German Rear Area Administration and Security

For the most part, the Jedburgh teams would not encounter German main force combat units, but rather the rear area security administration and supply units of the Military Governor of France (Gen.d Infanterie Carl-Heinrich Rudolf Wilhelm von Stülpnagel), the military government directly responsible to the German Army High Command. The German security forces observed a noticeable increase in French Resistance activity early in 1944, particularly in nocturnal English parachute drops of arms. As early as January and February, the Military Governor of France reported that his major effort was devoted to fighting the French Resistance with his security units, East Battalions (composed of Russians) and military police. By May, there was increased resistance activity in Brittany, which had earlier been rather quiet. The Germans believed that the major resistance activity was Communist-inspired and centered in southeast France and Dordogne. German security forces knew the basic organization of the resistance, its radio links to London, and its mission to prepare for and assist the coming Allied invasion of France. They also concluded that the majority of the population sympathized with and provided support to the resistance. Furthermore, French police and security forces, for the most part, were merely going through the motions of tracking down the resistance and in some instances assisted the resistance.

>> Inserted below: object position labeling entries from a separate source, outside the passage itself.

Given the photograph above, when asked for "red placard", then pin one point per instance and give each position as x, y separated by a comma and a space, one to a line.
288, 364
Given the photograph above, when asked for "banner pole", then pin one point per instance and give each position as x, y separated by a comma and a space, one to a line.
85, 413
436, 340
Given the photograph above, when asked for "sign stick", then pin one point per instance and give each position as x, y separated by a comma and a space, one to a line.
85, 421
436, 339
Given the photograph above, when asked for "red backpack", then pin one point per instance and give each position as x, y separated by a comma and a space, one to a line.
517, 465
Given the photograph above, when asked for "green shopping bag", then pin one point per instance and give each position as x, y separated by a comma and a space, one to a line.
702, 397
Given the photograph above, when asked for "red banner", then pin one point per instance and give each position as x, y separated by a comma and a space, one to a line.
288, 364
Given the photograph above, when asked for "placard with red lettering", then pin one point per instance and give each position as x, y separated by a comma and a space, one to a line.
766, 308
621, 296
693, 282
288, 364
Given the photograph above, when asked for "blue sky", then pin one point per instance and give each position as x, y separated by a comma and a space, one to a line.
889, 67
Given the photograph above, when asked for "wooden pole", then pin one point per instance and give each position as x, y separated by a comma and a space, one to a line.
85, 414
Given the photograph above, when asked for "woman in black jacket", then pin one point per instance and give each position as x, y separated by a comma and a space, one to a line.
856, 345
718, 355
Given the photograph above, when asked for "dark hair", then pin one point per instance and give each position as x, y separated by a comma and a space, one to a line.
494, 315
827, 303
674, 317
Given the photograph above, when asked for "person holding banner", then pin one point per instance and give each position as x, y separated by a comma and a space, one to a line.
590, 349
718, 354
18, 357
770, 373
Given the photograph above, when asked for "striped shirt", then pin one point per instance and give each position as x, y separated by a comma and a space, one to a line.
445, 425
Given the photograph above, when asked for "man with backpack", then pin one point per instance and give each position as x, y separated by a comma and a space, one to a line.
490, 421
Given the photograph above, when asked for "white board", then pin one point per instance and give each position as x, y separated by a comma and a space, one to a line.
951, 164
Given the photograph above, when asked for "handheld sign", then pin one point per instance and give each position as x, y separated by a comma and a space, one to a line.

The number of French who willingly provided information to the Germans was actually quite small and presumably known to the resistance. German security soon began to form the image of French Communists, professionals, former army officers, and students lined up shoulder to shoulder against the occupation force.

The Third Reich considered all resistance activity to be terrorism, which was to be met with counter-terrorism: shootings, illegal arrests, and torture. To assist in the more unspeakable aspects of this policy, the SS provided Gestapo (Geheim Stadt Polizei) and other security offices in the larger cities across France.
Besides the garrison of Paris, the Military Governor of France divided France into four sectors, each with a military commander: northwest, northeast, southwest, and south. Each military commander possessed basically one Feldkommandantur headquarters for each French department, usually commanded by a colonel or brigadier general and from 2000 to 3000 personnel. Most of that personnel, however, were administrators and sometimes civilians or women. The sector military commanders also possessed several security regiments and on occasion one or two East Battalions.
The Jedburgh teams we shall examine in this study jumped into the sectors of either the Military Governor of Northwest France or Military Governor of Northeast France, the former’s headquarters located at Paris and the latter’s in Dijon. The experience of the Chaumont garrison indicated the inherent dilemmas of the German situation. The Feldkommandantur 769 governed the Haute-Marne Department in northeastern France from the city of Chaumont and maintained a smaller headquarters (Aussenstelle) in Langres. One of its senior civil servants, a Dr. Achten, observed that Chaumont remained quiet and orderly through, the German occupation.
Since early August, the headquarters was responsible for constructing defenses behind the Marne River, its sector of the Kitzinger Line. Dr. Achten reported that about 60 percent of the French males in the area helped construct the fortifications and assisted the Germans in moving livestock and grain north of the Marne. He noted that the only difficulty was a tendency of the German vehicles to break down. It would appear that as long as the area appeared quiet and orderly, the German occupation forces were satisfied.
In reality, the forced laborers along the Marne sabotaged both the German motor vehicles and fortification efforts. Many of those same workers weeks later helped guide the US 3-A units through and around the Kitzinger Line. In addition, by August 1944, the German occupation forces really did not want to know what was happening in the countryside. The threat of FFI ambushes led the occupation forces to send only large armed groups outside their garrison. In August 1944, there were vast stretches of France, particularly in the south, virtually unobserved by the Germans.